For the past year I’ve been settling into my new found status as a single male. I must admit, the experience has been somewhat akin to donning an ill-fitting suit. In addition to being a bit reserved, I’m what one might call a non-conformist. I have long hair, a rock and roll lifestyle, and the overall outlook of someone much younger than my actual years would suggest. Not that I’m wild, my days of vice and depravity are tucked neatly in the past; however, I’m not a lump on a log either.
I’ve read that men become invisible at a certain age. I believe that observation is correct. I used to turn the heads of females when I entered a room. Now the ladies look past me. Alas, I’m getting old. So what’s a geezer with a Peter Pan complex supposed to do? I may be over-the-hump, but I’m still in need of a proper re-charging of the old battery, as it were.
Such a proper recharge, in my case, runs deeper than sex. I need that spark from another human; that mutual attraction that stirs the soul and simultaneously excites and soothes every nerve ending…that crush…that shared joie de vivre.
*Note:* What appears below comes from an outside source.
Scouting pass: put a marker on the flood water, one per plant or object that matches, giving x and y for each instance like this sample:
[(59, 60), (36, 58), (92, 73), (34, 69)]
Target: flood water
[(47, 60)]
This aching need pushed me over the freaking edge last night. Well, honestly, several beverages exacerbated the process as well. I joined a fucking dating site. What was I thinking? With my usual flair, I completed an enticing profile complete with photographs of me in various exotic locale. Oh…my…gawd…what a crazy world we live in.
I’m used to marketing my writing and live for the responses I receive daily from the beautiful folk around the world. Marketing my self is an entirely different ballgame. When my PC exploded with responses from every direction, I had to fight the urge to throw my fucking laptop out the window and hide under my bed. Instead, I paced the house for a bit (dog at my heels with a confused look), opened a beer, and crept cautiously back to my desk.
For the next three hours, I sat in muted light, gazing at the profiles of lonely souls such as me, from my area and beyond. I braved the numerous flirts and messages, some serious, and some scammers preying on pitiful suckers like me. I almost sent a couple of messages myself but I’ve resisted so far.
I’ve yet to shake the feeling of a lecherous hermit shopping for a mail order bride. That’s something I’ll have to get over (maybe). I’m telling myself, this is the world where I now dwell…anonymous, disenfranchised, alone with little prospect of remedy. There are others out there just like me, right? I don’t know. Time will tell. In the meantime, I’ll try to keep jump starting a battery in desperate need of recharge.
Thank heavens for WordPress. Here, behind my words, I’m home.
Peace dear readers and if anyone knows any singles with a geezer fetish, let me know.